Es ist weniger die Schärfe des Zwists, die auffällt, als der konzentrierte Dilettantismus, der hier Platz gegriffen hat. Von Professionalität keine Spur. Die Vorsitzfrage ist der SPÖ völlig entglitten. „Wir bieten seit Monaten eine erbärmliche Darstellung“, urteilt der Ex-Bürgermeister von Wien, Michael Häupl. Und das strömungsübergreifend. Wobei der Terminus „Strömung“ übertrieben ist. Es sind eher temporale Zweckbündnisse, die hier ein durchaus intrigantes Spiel aufführen. Das Beherrschen einfachster organisatorischer Regeln scheint Geschichte zu sein. Die Spieler beherrschen nichts mehr, nicht einmal sich selbst. Besonders empfindlich reagiert gerade der Heckenschütze der letzten Jahre. Nachdem Rendi-Wagner und ihr Mentor, der Wiener Bürgermeister Michael Ludwig sich erfrecht hatten, verbal zurückzuschlagen, beklagt sich Österreichs bekanntester Polizeisozialist in geradezu weinerlichem Ton: „Die hauen mich, die haben mich gehaut!“ Na sowas. Verletzte gibt es nun denn zuhauf, stellt sich nur noch die Frage, wer am Ende tot oder bloß marod ist.

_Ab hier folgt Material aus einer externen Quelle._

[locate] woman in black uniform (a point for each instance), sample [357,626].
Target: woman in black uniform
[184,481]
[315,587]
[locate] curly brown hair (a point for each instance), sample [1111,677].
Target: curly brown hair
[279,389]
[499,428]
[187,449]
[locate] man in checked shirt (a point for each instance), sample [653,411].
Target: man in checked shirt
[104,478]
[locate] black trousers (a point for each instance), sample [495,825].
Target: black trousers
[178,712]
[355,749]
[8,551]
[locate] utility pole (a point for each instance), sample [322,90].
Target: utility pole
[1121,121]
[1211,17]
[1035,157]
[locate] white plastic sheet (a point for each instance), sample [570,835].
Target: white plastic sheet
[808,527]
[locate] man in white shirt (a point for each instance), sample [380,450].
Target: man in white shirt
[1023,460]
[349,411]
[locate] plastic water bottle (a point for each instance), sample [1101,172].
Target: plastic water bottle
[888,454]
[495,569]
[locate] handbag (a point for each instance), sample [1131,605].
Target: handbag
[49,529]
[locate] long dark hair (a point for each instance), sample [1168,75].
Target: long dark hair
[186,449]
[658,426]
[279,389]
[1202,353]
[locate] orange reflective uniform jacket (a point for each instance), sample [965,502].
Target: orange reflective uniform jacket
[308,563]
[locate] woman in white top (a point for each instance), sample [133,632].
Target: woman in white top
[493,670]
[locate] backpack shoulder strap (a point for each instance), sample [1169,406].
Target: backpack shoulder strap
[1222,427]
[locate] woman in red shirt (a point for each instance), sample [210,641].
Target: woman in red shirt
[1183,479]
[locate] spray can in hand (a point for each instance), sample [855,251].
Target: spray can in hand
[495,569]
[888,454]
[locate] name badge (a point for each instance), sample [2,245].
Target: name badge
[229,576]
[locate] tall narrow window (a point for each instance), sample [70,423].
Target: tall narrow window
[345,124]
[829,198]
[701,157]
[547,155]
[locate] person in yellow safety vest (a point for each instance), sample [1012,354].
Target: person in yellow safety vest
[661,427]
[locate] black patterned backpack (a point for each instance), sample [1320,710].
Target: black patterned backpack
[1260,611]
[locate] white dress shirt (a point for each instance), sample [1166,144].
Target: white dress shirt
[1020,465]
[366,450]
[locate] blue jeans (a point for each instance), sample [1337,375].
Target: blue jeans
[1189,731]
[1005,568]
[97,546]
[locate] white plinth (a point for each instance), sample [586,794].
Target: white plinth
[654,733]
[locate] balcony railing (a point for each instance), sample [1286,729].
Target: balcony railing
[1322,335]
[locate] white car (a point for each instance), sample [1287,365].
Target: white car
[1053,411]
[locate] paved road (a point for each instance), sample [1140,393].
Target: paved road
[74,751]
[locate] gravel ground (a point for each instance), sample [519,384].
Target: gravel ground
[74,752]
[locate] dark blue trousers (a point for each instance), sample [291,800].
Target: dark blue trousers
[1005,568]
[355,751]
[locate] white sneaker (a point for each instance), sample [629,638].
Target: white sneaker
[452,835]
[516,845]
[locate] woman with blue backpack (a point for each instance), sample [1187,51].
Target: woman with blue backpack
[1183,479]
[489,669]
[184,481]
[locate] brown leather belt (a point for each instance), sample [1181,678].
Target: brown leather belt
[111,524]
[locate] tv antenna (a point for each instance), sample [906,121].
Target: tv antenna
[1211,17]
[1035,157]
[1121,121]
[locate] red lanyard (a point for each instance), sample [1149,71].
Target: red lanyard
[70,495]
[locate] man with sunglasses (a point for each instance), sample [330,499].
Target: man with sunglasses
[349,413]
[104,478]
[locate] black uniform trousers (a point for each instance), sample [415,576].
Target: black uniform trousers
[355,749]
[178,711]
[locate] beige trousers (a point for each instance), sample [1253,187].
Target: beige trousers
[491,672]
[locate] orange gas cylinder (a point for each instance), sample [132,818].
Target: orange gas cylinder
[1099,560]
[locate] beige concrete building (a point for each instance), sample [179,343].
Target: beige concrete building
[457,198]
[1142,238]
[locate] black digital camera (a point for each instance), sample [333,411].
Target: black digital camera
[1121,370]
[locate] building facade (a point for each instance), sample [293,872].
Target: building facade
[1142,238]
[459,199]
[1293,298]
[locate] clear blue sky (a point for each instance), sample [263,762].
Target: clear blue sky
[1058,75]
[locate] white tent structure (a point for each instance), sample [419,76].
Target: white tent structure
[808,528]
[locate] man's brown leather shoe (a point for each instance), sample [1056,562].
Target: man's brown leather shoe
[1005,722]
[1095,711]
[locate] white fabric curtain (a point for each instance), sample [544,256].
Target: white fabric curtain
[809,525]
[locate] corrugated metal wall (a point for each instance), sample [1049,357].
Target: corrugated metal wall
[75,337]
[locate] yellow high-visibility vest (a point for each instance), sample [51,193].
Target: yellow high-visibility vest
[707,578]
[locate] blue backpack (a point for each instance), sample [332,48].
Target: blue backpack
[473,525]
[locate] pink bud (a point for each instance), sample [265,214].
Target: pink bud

Was ursprünglich nach einem Duell zwischen der Vorsitzenden Pamela Rendi-Wagner und ihrem Herausforderer, dem burgenländischen Landeshauptmann Hans-Peter Doskozil ausgesehen hat, ist zu einem Dreikampf geworden. Andreas Babler heißt der Überraschungskandidat. Der Bürgermeister von Traiskirchen, der gerne als linker Flügelmann etikettiert wird, ist allerdings ein Flügelmann ohne Flügel. Denn ein solcher Flügel existiert nicht, sieht man von einigen links blinkenden Genossinnen und Genossen ab. Indes gibt es an der Parteibasis nicht wenige, die sowohl Rendi-Wagner als auch Doskozil eins auswischen wollen. Die werden, sofern sie wählen, für Babler votieren. Er wird ein besseres Ergebnis erzielen als er Zustimmung hat.

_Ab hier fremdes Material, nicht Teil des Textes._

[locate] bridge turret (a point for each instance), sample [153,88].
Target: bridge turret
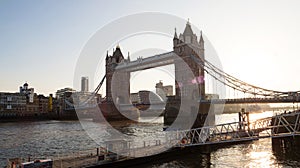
[175,39]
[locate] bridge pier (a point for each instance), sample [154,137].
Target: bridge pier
[172,111]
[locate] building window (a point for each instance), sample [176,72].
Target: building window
[8,106]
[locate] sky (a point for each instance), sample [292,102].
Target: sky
[40,41]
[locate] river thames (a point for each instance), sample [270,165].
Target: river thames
[54,139]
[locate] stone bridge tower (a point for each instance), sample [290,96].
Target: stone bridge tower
[189,84]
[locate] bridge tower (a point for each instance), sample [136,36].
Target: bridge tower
[185,46]
[117,85]
[189,88]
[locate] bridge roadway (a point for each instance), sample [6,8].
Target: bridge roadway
[147,63]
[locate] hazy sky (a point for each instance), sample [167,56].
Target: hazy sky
[40,41]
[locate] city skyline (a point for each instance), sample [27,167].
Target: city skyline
[254,41]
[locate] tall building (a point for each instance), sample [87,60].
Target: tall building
[84,84]
[117,82]
[28,92]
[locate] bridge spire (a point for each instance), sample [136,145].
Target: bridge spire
[201,38]
[175,34]
[106,55]
[128,58]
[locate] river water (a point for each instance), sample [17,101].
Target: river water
[49,139]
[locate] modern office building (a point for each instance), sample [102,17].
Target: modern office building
[84,84]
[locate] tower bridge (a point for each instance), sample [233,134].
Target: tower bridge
[187,56]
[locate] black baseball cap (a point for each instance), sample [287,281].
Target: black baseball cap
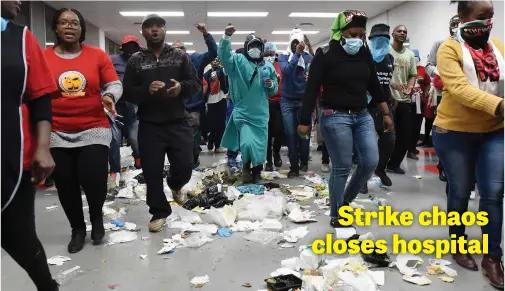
[151,19]
[379,30]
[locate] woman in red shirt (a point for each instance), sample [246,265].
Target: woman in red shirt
[80,139]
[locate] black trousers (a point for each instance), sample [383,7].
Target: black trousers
[216,120]
[175,140]
[403,126]
[417,122]
[83,166]
[19,237]
[326,157]
[275,130]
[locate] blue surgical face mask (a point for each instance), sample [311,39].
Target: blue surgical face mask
[270,59]
[254,53]
[379,47]
[352,45]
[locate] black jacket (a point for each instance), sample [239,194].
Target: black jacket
[345,80]
[143,68]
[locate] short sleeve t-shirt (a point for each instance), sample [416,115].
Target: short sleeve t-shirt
[77,105]
[405,67]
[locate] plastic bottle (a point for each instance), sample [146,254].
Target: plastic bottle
[379,201]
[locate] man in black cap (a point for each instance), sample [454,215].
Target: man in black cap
[158,79]
[380,48]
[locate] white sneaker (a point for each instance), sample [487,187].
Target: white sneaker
[220,150]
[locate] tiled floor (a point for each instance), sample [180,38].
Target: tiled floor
[230,262]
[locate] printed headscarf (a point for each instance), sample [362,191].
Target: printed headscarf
[347,19]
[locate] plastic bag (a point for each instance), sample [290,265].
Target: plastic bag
[261,236]
[223,217]
[260,207]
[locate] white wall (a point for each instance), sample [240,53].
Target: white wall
[428,21]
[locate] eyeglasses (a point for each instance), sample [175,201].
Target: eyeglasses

Babler wird aber nicht den Corbyn machen, auch wenn er in diesem Streit gut abschneiden sollte. Babler ist weniger ein Symptom des Aufbruchs als ein Ausreißer des Niedergangs, einer, der bisher auch immer von der nächsthöheren Parteietage limitiert worden ist. So vergönnte man ihm nach seinem erfolgreichen Vorzugsstimmenwahlkampf in Niederösterreich nicht einmal ein Landtagsmandat, sondern schob ihn in den unbedeutenden Bundesrat ab. Es ist jedenfalls davon auszugehen, dass niemand eine absolute Mehrheit zustande bringt. Den jeweiligen Unterstützern fällt es nicht leicht sich zu sortieren, geschweige denn zu formieren: Wer protegiert wen? Wer hält sich bedeckt? Wer agiert hinterrücks? Wer wartet ab? Wer zahlt drauf? Die Stimmungen bei den Parteimitgliedern ist außerdem schwerer einzuschätzen als im Wahlvolk insgesamt. Es ist nicht auszuschließen, dass Minderheiten besser mobilisieren als Mehrheiten.

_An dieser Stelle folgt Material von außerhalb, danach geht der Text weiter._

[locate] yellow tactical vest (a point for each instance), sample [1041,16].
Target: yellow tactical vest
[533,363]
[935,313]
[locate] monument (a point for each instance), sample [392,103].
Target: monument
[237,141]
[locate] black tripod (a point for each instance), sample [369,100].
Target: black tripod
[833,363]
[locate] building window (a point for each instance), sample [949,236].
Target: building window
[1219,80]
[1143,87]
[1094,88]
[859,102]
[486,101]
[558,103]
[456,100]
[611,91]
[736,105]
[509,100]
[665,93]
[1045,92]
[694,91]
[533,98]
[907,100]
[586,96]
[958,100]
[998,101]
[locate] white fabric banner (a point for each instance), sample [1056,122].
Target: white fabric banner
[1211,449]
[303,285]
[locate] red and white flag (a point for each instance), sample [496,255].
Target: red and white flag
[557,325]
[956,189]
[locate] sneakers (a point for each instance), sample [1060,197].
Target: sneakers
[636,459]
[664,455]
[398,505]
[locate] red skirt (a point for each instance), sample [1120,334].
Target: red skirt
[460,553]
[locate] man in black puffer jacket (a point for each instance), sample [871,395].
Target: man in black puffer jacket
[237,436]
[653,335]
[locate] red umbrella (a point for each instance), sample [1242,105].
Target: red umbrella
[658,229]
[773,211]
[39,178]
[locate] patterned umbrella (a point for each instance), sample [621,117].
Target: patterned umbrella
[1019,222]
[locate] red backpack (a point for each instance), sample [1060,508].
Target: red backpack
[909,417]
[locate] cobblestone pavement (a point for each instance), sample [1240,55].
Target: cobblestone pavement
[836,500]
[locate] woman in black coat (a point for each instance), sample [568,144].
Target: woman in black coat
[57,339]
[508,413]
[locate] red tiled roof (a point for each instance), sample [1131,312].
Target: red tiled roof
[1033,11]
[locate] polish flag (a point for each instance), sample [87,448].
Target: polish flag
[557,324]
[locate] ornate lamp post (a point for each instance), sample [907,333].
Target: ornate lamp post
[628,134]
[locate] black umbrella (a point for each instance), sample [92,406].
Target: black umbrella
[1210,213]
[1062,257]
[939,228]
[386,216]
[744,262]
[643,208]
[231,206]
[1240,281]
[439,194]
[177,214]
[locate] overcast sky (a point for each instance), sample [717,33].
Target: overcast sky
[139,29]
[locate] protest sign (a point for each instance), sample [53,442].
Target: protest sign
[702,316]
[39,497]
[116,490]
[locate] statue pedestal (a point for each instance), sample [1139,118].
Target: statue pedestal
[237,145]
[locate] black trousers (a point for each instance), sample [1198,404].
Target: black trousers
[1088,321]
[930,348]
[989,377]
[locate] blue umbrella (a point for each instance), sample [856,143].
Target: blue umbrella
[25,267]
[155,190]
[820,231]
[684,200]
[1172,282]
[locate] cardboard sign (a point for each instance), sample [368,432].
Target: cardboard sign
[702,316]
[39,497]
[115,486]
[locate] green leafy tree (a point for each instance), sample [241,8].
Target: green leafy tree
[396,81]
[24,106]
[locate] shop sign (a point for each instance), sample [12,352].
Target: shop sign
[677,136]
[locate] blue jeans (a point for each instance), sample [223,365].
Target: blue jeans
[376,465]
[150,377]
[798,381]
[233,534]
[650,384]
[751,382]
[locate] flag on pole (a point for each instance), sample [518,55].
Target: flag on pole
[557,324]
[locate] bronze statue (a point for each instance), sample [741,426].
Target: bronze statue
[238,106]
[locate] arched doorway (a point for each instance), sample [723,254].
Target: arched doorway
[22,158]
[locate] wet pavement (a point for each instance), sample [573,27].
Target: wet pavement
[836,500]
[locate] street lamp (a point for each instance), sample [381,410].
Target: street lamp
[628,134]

Bis 10. Mai kann nun per Brief und im Netz gewählt werden. Ende Mai soll das Ergebnis feststehen. Ein Parteitag am 3. Juni soll die Vorentscheidung absegnen. Bis dahin treibt man die Sozialdemokratie durch die mediale Arena. Das Getöse ist groß. Das Schauspiel interessiert mehr als das Resultat. Die nächsten Wochen werden turbulent. Die Nervosität steigt. Bruchlandungen sind nicht ausgeschlossen. Es ist schwer zu sagen, welche Dynamik substanziell ist und welche nur der unmittelbaren Aufregung und Inszenierung folgt. Ob das Procedere zu einer Klärung führt, ist ungewiss. Im Windschatten stabilisiert sich übrigens die Volkspartei auf niedrigem Niveau. Der weitere Abstieg scheint gebannt. Aller Voraussicht nach werden SPÖ und ÖVP bei den nächsten Nationalratswahlen um den zweiten Platz rittern. Der Vorsprung der Kickl-FPÖ hat sich inzwischen kontinuierlich vergrößert.